And the most important insight has nothing to do with cost: what determines whether an AI agent succeeds or fails is not the model, but the infrastructure orchestrating it.

The core message of this article

Beyond a minimum capability threshold, a better harness pays off more than a better model. LangChain raised the success rate of its coding agent from 52.8% to 66.5% without a single model upgrade.
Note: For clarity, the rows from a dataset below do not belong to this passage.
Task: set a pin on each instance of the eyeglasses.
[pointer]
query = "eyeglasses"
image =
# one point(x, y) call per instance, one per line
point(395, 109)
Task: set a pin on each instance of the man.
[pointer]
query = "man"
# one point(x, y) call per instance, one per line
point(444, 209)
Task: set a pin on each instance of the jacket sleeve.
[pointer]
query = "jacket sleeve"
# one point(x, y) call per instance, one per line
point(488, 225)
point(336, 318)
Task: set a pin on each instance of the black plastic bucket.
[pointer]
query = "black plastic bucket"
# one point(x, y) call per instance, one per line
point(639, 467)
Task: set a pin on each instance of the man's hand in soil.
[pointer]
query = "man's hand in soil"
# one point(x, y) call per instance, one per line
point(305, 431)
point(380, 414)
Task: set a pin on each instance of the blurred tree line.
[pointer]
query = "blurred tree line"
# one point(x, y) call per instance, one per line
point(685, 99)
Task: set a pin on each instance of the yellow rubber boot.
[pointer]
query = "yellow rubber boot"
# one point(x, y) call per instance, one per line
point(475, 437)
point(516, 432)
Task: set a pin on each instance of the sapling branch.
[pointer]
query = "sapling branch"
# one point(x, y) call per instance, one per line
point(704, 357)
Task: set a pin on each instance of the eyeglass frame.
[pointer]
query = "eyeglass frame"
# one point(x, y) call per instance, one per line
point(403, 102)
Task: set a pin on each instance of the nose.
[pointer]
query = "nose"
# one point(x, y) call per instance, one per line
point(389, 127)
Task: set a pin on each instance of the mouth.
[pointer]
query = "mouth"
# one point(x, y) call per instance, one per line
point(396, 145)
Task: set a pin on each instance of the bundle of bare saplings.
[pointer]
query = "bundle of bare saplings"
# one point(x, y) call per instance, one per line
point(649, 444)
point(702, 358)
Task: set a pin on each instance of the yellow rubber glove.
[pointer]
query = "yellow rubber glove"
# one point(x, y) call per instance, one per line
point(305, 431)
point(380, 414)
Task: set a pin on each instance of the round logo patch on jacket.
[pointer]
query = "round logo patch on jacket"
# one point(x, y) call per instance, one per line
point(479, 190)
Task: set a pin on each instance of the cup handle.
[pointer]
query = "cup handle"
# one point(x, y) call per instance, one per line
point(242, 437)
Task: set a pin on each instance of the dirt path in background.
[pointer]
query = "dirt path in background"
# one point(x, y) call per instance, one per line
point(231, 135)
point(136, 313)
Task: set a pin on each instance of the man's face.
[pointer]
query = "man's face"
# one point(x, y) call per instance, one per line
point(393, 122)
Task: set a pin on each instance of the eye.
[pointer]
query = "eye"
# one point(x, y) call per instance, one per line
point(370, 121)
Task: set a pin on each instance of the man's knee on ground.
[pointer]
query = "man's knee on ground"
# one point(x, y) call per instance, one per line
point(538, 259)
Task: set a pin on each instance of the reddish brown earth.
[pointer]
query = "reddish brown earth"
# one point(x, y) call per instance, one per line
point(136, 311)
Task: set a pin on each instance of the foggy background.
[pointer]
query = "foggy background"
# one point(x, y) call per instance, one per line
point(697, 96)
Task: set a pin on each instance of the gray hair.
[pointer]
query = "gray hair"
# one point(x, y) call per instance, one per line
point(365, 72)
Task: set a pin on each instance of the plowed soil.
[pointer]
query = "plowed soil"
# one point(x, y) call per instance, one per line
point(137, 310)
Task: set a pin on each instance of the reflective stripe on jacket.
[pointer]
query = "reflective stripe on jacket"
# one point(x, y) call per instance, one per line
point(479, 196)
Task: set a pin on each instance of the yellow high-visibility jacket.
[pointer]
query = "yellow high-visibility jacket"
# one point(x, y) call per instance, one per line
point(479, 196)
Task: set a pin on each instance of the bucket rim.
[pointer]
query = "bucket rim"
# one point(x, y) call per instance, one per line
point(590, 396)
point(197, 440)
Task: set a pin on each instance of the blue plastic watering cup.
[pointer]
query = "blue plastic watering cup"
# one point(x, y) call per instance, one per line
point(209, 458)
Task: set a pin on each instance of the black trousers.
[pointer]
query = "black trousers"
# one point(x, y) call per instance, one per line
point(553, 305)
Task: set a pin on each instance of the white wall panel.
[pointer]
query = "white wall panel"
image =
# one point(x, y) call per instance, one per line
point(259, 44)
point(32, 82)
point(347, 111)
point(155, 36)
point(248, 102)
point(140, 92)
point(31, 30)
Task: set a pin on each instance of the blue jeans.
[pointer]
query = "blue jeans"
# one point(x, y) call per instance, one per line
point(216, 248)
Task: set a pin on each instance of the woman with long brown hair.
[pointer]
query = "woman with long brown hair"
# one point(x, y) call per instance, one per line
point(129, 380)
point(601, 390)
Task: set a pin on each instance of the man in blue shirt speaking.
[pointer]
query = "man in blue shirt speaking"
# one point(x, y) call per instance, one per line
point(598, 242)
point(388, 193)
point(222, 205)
Only the environment changed.

Who is this article for?

Technical leaders (CTOs, heads of engineering), software architects, and TYPO3 developers who want to understand why harness engineering is the strategic lever for productive AI agents, and how to get their projects ready for it.

Evolution

Prompt → Context → Harness Engineering

Token Explosion

Parallel agents, days/weeks runtime

Harness Engineering

Anthropic's architecture, 5 pillars

Platforms

Factory AI, Paperclip, Agent Teams

Quality Criteria

Checklist, evaluation, SWE-bench

Research & Governance

Stanford, MIT, OpenAI, Deloitte

TYPO3

Content Blocks, Schema API, project rules

Conclusion

Three takeaways, next steps

From Prompt Engineering to Harness Engineering

The way we work with AI models has evolved in three stages, each one a response to the limits of the last:

Prompt engineering was the first discipline. We crafted inputs cleverly enough that models produced better outputs: a single, carefully constructed prompt for a single response.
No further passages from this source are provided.